Entweder bin ich zu blöd zum suchen, oder dieses Problem ist wirklich nicht sehr verbreitet.

Wenn ich Kontakte per E-Mail-Adresse zu meiner Liste hinzufügen möchte bekomme ich die Meldung "Es ist ein Fehler aufgetreten. (Fehler5012)".
Das adden mmittels des Battle-Tags blieb ebenfalls erfolglos.

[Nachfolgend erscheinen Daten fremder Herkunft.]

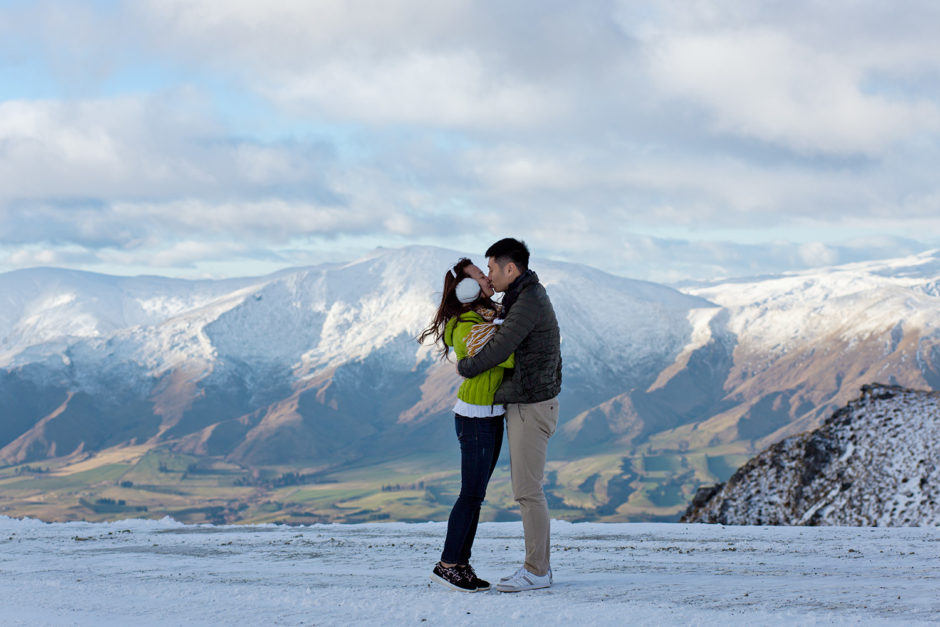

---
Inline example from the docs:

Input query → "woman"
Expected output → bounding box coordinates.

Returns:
[418,258,513,592]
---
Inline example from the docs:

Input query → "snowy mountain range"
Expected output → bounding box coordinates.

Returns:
[683,385,940,527]
[0,247,940,520]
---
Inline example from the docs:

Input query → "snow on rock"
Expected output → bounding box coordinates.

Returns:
[0,517,940,626]
[683,384,940,527]
[685,251,940,355]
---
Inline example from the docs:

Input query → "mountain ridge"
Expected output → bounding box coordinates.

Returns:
[0,246,940,520]
[681,383,940,527]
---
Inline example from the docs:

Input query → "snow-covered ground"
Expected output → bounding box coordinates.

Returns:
[0,517,940,625]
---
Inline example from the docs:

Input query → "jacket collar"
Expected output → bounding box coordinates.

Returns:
[503,270,539,317]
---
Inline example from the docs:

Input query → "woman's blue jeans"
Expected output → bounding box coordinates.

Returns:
[441,414,503,564]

Gibt es denn jemanden der das selbe Problem hat? Irgendwelche Lösungsvorschläge?
Ist das während der Open-Beta schlichtweg nicht möglich? (Was ich mir nur bedingt vorstellen kann...)


Edit:

Mein Kumpel hat es inzwischen irgendwie geschafft mich zu adden, er hat das anscheinend irgendwie über nen Chat-Befehl gemacht, oder so. 
Eigentlich mehr aus Versehen, wir wissen beide nich wirklich wie das jetzt genau ging, daher kann ich leider auch keine Lösung anbieten 

Jedenfalls haben wir uns jetzt gegenseitig gelistet und in der Gruppe spielen klappt problemlos...


----------



## ichbinnichtschuld (21. April 2012)

bei mir hat reloggen geholfen


----------